Pour mémoire, les dispositions du Code de la consommation et du Code civil visées par la Cour de cassation, sont libellées comme suit :

Article 218-2 du Code de la Consommation :

« L’action des professionnels, pour les biens ou les services qu’ils fournissent aux consommateurs, se prescrit par deux ans ».

Article 2224 du Code civil : « Les actions personnelles ou mobilières se prescrivent par cinq ans à compter du jour où le titulaire d’un droit a connu ou aurait dû connaître les faits lui permettant de l’exercer ».

Article 2233 du Code civil : « La prescription ne court pas : (…) 3° A l’égard d’une créance à terme, jusqu’à ce que ce terme soit arrivé ».

Quant aux dates clés de l’affaire, elles étaient les suivantes :
- Date du décès de l’emprunteur : 7 mai 2015 ;
- Date de la connaissance par la banque de l’identité des héritiers : 2 décembre 2015 ;
- Date du prononcé de la déchéance du terme par la banque : 5 décembre 2017 ;
- Date du commandement de payer aux fins de saisie-vente délivré par la banque : 19 janvier 2018.

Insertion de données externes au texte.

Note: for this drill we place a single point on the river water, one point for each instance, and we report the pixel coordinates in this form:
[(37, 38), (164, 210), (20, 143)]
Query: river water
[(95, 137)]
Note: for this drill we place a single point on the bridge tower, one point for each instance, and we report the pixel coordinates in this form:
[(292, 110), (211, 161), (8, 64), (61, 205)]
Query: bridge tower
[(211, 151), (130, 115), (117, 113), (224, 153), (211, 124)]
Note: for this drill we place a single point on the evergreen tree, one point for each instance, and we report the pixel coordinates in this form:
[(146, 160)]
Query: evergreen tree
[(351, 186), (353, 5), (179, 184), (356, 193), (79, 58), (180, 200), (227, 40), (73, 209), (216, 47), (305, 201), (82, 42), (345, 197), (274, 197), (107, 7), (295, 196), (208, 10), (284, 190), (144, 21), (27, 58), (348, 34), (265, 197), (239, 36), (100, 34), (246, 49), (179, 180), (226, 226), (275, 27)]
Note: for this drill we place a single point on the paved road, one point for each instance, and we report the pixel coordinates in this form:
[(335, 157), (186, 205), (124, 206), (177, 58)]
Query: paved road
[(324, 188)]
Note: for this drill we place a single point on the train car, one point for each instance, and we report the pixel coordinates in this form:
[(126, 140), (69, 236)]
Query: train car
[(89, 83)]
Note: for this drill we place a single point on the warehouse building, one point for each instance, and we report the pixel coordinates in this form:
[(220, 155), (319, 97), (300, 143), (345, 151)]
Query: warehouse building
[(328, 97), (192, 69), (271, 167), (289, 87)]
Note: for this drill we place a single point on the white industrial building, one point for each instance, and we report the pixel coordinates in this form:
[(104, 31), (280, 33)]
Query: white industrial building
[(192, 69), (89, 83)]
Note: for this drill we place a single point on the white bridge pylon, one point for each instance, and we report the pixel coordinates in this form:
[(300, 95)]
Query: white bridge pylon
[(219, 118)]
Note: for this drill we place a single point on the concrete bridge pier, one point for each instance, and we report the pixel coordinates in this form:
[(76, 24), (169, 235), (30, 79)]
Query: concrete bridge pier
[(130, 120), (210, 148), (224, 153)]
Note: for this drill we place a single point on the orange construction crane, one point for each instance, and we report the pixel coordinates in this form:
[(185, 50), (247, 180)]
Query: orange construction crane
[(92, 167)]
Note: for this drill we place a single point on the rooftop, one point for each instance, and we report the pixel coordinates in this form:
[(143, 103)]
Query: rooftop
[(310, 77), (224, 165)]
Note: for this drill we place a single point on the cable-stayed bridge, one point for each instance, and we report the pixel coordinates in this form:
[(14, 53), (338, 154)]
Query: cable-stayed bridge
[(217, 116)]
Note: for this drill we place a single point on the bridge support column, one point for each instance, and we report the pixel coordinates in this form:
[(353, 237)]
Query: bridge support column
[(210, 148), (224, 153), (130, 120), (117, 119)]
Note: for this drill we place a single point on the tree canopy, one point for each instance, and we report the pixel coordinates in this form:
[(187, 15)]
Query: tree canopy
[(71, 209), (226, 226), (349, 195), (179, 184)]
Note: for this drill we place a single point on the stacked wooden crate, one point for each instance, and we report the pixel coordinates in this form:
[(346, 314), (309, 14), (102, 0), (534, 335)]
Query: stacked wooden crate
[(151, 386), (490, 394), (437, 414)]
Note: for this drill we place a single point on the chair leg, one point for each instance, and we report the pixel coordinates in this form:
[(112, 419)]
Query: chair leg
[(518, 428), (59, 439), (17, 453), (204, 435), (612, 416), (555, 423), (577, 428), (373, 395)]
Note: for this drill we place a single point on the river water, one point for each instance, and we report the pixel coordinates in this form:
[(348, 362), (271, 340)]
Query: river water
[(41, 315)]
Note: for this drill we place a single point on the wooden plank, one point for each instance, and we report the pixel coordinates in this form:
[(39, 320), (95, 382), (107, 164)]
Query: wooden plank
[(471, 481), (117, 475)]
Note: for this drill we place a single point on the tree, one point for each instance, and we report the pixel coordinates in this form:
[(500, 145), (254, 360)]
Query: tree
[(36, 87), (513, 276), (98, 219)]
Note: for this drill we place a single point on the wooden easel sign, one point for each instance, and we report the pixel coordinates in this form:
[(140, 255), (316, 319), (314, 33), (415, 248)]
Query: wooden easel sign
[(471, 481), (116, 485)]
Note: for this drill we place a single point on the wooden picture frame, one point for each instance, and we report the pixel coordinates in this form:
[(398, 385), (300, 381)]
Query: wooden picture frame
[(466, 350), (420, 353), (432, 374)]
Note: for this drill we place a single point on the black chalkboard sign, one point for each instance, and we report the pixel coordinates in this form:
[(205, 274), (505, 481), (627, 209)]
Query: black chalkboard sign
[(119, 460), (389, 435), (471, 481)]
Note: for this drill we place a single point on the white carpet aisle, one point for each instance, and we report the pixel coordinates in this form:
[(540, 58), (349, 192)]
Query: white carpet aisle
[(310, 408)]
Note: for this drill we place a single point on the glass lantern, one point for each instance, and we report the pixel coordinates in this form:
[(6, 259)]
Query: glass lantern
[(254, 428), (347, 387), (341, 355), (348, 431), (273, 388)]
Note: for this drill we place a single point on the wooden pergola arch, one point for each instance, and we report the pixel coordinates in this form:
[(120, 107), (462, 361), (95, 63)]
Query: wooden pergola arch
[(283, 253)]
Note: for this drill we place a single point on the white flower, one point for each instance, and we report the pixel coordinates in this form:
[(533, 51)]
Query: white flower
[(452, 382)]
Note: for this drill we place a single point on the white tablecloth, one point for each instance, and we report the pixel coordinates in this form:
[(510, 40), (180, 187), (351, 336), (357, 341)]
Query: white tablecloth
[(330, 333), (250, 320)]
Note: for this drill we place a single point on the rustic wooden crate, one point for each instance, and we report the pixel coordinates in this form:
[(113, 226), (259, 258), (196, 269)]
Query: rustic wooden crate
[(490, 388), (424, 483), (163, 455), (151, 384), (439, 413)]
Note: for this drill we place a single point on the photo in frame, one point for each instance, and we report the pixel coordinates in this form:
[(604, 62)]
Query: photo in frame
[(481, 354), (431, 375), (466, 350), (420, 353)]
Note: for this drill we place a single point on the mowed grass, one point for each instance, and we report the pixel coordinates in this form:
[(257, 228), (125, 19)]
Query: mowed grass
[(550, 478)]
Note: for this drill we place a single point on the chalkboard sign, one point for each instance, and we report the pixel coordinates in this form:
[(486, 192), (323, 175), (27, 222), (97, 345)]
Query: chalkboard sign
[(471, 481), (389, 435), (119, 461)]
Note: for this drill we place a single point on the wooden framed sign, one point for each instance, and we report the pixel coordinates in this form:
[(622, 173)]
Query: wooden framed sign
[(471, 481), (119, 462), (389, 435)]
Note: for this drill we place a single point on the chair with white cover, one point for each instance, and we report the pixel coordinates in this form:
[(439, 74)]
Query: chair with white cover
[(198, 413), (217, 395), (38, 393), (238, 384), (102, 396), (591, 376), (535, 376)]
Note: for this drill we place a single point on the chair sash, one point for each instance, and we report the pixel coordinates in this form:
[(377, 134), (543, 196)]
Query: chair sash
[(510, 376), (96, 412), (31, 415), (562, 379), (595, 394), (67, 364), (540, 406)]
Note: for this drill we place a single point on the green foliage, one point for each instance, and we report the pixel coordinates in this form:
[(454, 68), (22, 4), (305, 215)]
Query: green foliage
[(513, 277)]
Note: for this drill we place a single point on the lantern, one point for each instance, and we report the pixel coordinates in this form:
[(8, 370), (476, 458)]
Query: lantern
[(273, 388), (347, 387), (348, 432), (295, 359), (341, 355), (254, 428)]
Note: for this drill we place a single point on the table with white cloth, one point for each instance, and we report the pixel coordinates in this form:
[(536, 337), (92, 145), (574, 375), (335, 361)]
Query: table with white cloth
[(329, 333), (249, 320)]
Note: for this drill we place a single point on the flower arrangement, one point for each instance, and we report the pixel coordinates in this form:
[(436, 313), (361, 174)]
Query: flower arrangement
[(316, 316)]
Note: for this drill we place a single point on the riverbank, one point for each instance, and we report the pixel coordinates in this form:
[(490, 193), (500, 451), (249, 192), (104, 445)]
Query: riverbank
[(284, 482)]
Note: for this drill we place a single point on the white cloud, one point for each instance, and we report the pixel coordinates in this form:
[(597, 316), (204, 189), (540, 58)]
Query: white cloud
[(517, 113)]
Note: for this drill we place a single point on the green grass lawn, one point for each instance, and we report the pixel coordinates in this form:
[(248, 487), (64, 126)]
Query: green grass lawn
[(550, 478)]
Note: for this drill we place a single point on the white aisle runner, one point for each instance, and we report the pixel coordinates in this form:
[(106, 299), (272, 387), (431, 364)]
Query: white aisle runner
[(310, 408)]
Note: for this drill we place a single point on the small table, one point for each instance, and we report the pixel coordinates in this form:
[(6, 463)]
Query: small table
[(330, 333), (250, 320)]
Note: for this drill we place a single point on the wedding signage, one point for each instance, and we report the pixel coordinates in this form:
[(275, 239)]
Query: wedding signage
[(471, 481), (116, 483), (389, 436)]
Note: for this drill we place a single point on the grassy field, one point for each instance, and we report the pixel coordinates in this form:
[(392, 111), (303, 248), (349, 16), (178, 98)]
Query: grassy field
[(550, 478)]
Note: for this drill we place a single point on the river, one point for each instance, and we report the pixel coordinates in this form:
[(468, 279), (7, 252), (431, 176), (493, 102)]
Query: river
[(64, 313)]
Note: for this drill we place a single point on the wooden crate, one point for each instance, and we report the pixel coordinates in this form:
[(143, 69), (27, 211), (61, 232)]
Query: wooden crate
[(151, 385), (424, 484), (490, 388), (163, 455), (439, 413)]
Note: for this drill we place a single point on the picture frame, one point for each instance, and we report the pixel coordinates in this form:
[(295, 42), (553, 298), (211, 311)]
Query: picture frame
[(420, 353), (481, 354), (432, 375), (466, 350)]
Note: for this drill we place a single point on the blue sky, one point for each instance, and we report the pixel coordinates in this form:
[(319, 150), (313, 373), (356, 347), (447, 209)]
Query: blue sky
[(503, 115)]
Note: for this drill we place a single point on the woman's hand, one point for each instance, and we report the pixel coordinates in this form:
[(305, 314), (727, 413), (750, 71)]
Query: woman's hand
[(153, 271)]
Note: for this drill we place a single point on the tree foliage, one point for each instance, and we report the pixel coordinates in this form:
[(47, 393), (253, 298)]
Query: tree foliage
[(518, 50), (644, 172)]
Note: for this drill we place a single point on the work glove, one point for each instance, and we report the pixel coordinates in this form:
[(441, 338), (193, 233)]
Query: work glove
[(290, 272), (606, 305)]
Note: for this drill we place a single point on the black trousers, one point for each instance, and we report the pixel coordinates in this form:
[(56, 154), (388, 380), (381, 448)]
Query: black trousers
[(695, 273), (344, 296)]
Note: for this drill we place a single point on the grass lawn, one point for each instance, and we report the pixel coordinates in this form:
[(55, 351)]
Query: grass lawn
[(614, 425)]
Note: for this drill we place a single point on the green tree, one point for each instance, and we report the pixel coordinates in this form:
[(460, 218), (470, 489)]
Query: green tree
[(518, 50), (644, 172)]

Ainsi, au visa de ces textes et selon le déroulement des faits de l’espèce, la Cour de cassation précise qu’en cas de décès de l’emprunteur - consommateur avant le terme du prêt, le délai de prescription de deux ans de l’action en recouvrement du capital restant dû [1], commence à courir à compter de la date de la déchéance du terme se définissant comme la date à laquelle « la banque a prononcé la déchéance du terme des prêts », en se prévalant auprès des héritiers de l’exigibilité immédiate de la totalité de sa créance, un emprunt étant une créance à terme au sens de l’article 2233 du Code civil.

La Cour de cassation reproche à la Cour d’Appel d’Agen dont elle casse l’arrêt du 30 septembre 2019, d’avoir retenu « Pour déclarer prescrite, l’action de la banque (…) que le décès de l’emprunteur constitue l’évènement qui a rendu la créance exigible, que le point de départ du délai de prescription est fixé à la date à laquelle le prêteur à connaissance de l’identité des héritiers de l’emprunteur et qu’il résulte de la lettre du 2 décembre 2015, qu’à cette date, l’identité et l’adresse des héritiers étaient connues de la banque, de sorte que, le 19 janvier 2018, date du commandement, la créance était prescrite », la Cour d’Appel d’Agen s’était fondée sur un arrêt de la première chambre de la Cour de cassation du 15 mars 2017 [2].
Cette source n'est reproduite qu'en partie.